March 28, 2018 | FlaglerLive | 7 Comments

Judge Terence Perkins will take over the felony docket in Flagler County, for Judge Dennis Craig, and the civil docket previously handled by Scott DuPont. (© FlaglerLive)
Judge Terence Perkins will take over the felony docket in Flagler County, for Judge Dennis Craig, and the civil docket previously handled by Scott DuPont. (© FlaglerLive)

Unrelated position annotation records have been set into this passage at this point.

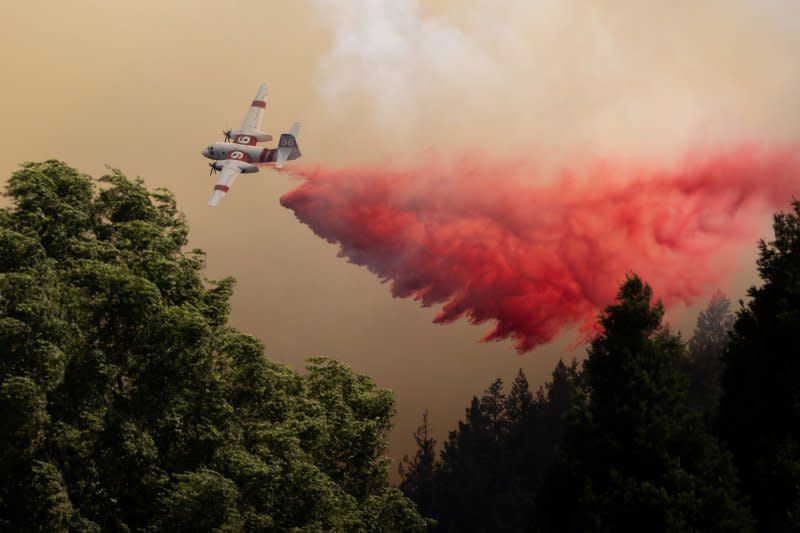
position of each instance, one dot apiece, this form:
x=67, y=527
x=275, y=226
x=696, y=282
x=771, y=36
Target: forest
x=128, y=403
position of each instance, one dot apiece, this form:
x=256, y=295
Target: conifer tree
x=634, y=456
x=760, y=405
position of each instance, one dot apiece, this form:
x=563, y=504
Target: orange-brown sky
x=143, y=86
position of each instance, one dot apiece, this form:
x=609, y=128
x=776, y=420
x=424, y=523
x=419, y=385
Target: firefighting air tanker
x=239, y=154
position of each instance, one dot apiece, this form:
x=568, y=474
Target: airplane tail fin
x=287, y=146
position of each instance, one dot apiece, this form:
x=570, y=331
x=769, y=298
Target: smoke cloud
x=568, y=76
x=477, y=237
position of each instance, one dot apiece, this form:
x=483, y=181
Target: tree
x=760, y=405
x=493, y=463
x=128, y=403
x=634, y=456
x=703, y=362
x=417, y=473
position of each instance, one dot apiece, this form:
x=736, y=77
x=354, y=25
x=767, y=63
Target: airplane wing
x=230, y=171
x=252, y=120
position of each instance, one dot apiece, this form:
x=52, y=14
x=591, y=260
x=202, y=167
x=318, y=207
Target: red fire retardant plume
x=481, y=238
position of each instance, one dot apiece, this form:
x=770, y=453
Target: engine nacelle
x=244, y=168
x=247, y=168
x=257, y=135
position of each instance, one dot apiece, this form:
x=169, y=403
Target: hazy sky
x=144, y=86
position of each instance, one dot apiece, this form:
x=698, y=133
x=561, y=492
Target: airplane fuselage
x=247, y=154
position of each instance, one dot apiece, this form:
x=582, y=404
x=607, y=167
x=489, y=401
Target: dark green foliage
x=635, y=456
x=127, y=403
x=417, y=473
x=760, y=406
x=703, y=362
x=491, y=467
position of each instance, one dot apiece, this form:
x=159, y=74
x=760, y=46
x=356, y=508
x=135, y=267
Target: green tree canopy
x=128, y=403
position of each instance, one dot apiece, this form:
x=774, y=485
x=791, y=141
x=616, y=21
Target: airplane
x=242, y=155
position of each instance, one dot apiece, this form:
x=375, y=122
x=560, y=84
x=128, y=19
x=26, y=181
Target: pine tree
x=760, y=405
x=703, y=362
x=634, y=456
x=128, y=403
x=417, y=473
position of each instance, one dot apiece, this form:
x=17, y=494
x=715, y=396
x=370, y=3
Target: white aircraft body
x=242, y=155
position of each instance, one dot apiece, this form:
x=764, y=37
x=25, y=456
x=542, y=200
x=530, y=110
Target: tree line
x=651, y=433
x=127, y=403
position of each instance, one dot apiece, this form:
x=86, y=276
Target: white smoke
x=558, y=74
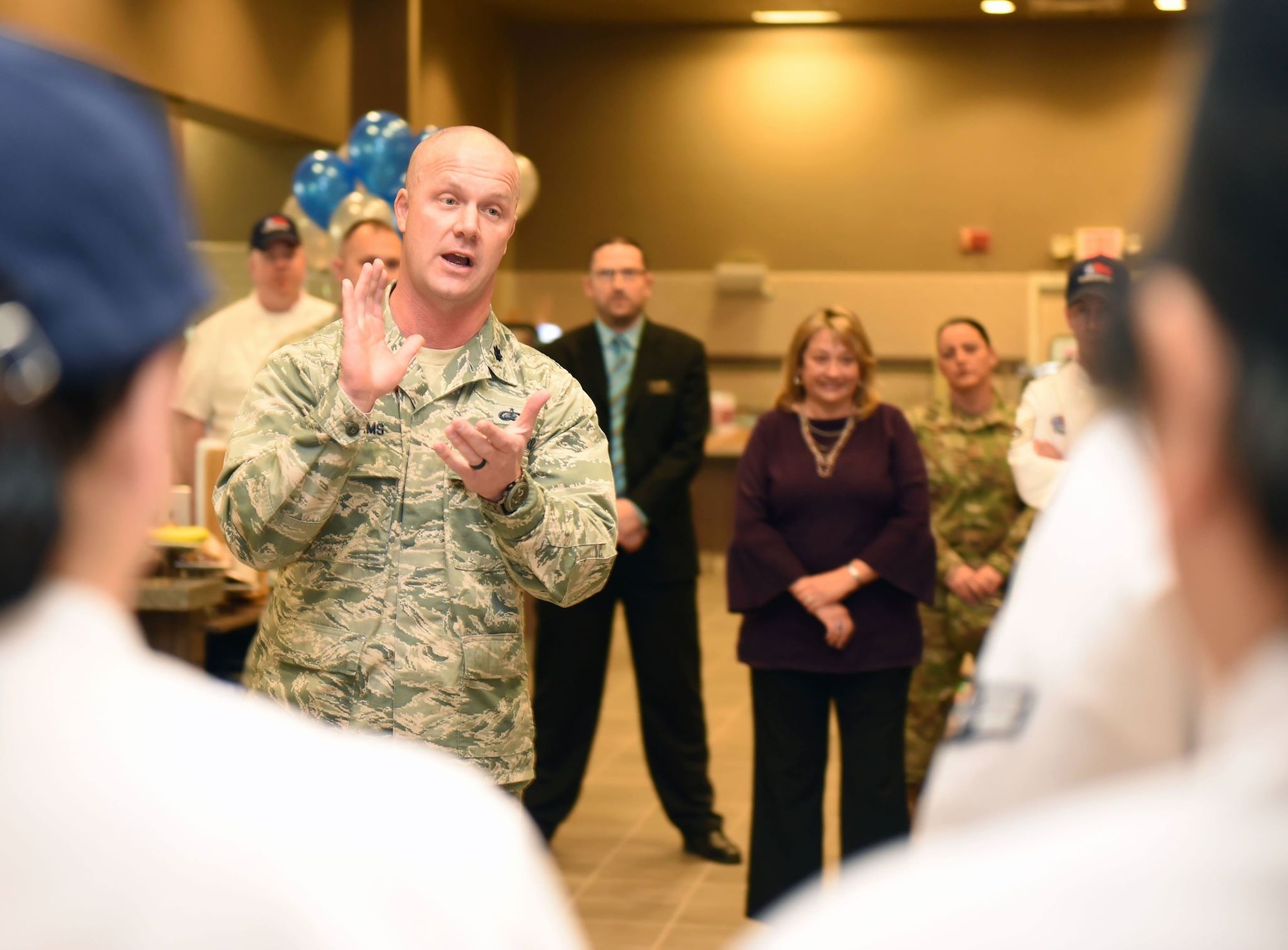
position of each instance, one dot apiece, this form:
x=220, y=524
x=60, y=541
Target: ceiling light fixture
x=795, y=17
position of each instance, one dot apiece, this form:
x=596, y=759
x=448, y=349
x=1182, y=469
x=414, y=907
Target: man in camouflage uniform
x=980, y=523
x=405, y=532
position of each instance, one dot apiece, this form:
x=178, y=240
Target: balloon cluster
x=336, y=189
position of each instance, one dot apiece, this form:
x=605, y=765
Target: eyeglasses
x=610, y=274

If Chief Judge Raul Zambrano has a soft spot for Flagler County, he has a strange way of showing it: Robes are changing so quickly in the courthouse it might as well be Milan Fashion Week.


Last week came revelations that Family Court Judge R. Lee Smith, not seated two years in Flagler, was being shifted to Putnam County. Judge Chris France, appointed to the bench in 2017 after a career at the State Attorney’s Office, was to take Smith’s place.

Earlier this month Zambrano ordered Judge Scott DuPont out of his offices in Flagler and Putnam pending the resolution of DuPont’s case before the Judicial Qualifications Commission, which is recommending to the Supreme Court that DuPont be removed. To cover his cases, Zambrano ostensibly assigned Judge Dennis Craig to cover both civil and felony court in addition to Drug Court. At least that’s what Zambrano’s order read like.

But not really, as it turned out. Months ago he’d had conversations with Judge Terence R. Perkins, who’d been chief judge before Zambrano. And on Tuesday evening, at a forum featuring seven judges up for reelection this year, Perkins among them, Perkins–who refers to himself as Terry–upstaged the event with news of his own.

“I’ve got a secret for you, something I don’t think anybody knows here,” Perkins said. “Some months ago I was approached by our now-chief Judge, Judge Raul Zambrano, and Judge Zambrano has a very soft spot in his heart for Flagler County as you know.” Zambrano is one of the innumerable judges who briefly sat on Flagler’s criminal bench since the retirement of Kim Hammond.

“He got his start here and he remembers that,” Perkins continued, “he’s very loyal to Flagler County, and he asked me as the outgoing chief judge if I would agree if he could combine a criminal and civil docket, if I would agree to come to Flagler County and serve out the balance of my term in Flagler County. I told him in a Minnesota minute, I would do it in a heartbeat, I would love to do that.”

Circuit Judge Dennis Craig leaves his second tenure as a judge in Flagler to start his second tenure as a judge in Volusia. (© FlaglerLive)
Circuit Judge Dennis Craig leaves his second tenure as a judge in Flagler to start his second tenure as a judge in Volusia. (© FlaglerLive)
So he will, starting June 4.

That means Perkins is in and Craig is out, again just 16 months after taking over the criminal bench for Judge Matthew Foxman, whose stint in Flagler turned out to be like a year in the Peace Corps: an experience, not a career. Foxman is back in Volusia, in the building that bears his father’s name, where Craig will follow shortly. Craig will take over Perkins’s criminal docket.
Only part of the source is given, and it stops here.